Enter the concept of the iSchool.
“iSchools are driven by an interest in interdisciplinary application of information within society,” said Dr. Bryan Heidorn, the director of the new School of Information and associate professor for the School of Information Resources and Library Science. “We’re not interested in the computer; it’s a handy tool. We’re interested in the information itself.”
The iSchool will offer three new majors: a Bachelor of Arts in Information Science and Arts, which focuses on the interaction of data with fields such as dance, music and illustration; a Bachelor of Arts in Information Science and eSociety, which focuses on how people create and use identities and information on the Internet; and a Bachelor of Science in Information Science and Technology, which focuses more on programming.
Researching further into it, this new merger between information and systems manipulation within the depths of data seems to be something of a topsy-turvy wonderland. Heidorn researches “dark data,” which has implications on how businesses are run and how scientific research is conducted. Dark data can sometimes refer to information on crime, but in this case it stands for information lying around on the floppy disks, USBs and hard drives that are in a state of neglect.
“[Say] the undergraduates and researchers are long gone. The professor looks at [the dark data] and asks, ‘What was my student, Fred, thinking when they made this data?’ It’s dark, it’s sitting in the bottom-left-hand desk drawer,” Heidorn said.
The peril is that this information is not available to those wading in the greater ocean of the World Wide Web, where it can be synthesized with other data to come to both useful and unexpected conclusions.
“We want to find that data and give it a home protected in the hub,” Heidorn said.
Cassandra Rodriguez, a graduate student under Heidorn, is working on her own version of these useful and unexpected conclusions. In view of the recent tragedies and ongoing struggle with mass shootings in our country, Rodriguez is turning to social media to analyze mental health.
“Mental health is obviously a very important topic that is barely now gaining at least some of the attention that it needs, but we are nowhere near where we need to be in this country in terms of addressing these issues and making sustainable change,” Rodriquez wrote in an email.

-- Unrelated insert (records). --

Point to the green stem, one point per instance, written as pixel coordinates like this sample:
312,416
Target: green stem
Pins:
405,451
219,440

Rodriguez said she hopes to bring us closer with her research.
“Dr. Heidorn and I began to discuss ideas revolving around being able to perform sentiment analyses on [social media posts] to be a little more proactive about recognizing the problem sooner,” she wrote. “[It] would essentially identify and categorize different words based on their level of emotion.”
Rodriguez’s tool of choice is natural language processing, a field of study that makes spoken language more or less programmable. It is the same technique that converts your text commands into symbolic equations on sites such as Wolfram Alpha or Google search.
“The computer would be able to extrapolate any posts that had a certain amount of high-frequency emotional words,” Rodriguez said.
Of course, this research comes with its fair share of privacy concerns. Are only peers allowed to run the text posts through sentiment analyses and send it to superiors? Should there be someone specifically in charge of monitoring social media accounts at every school? While the struggle to perfect both method and ethics is ongoing, Rodriguez’s work embodies just what Heidorn is talking about when he pushes for both logical talent, as well as creativity and activism.
“Information scientists need to be one part computer programmer and mathematician, one-third creative sort of creative visualizer and one-third the discipline you’re trying to analyze,” Heidorn said. “We need some really strong programming-skilled people to participate, but we need them to work with people in the real world.”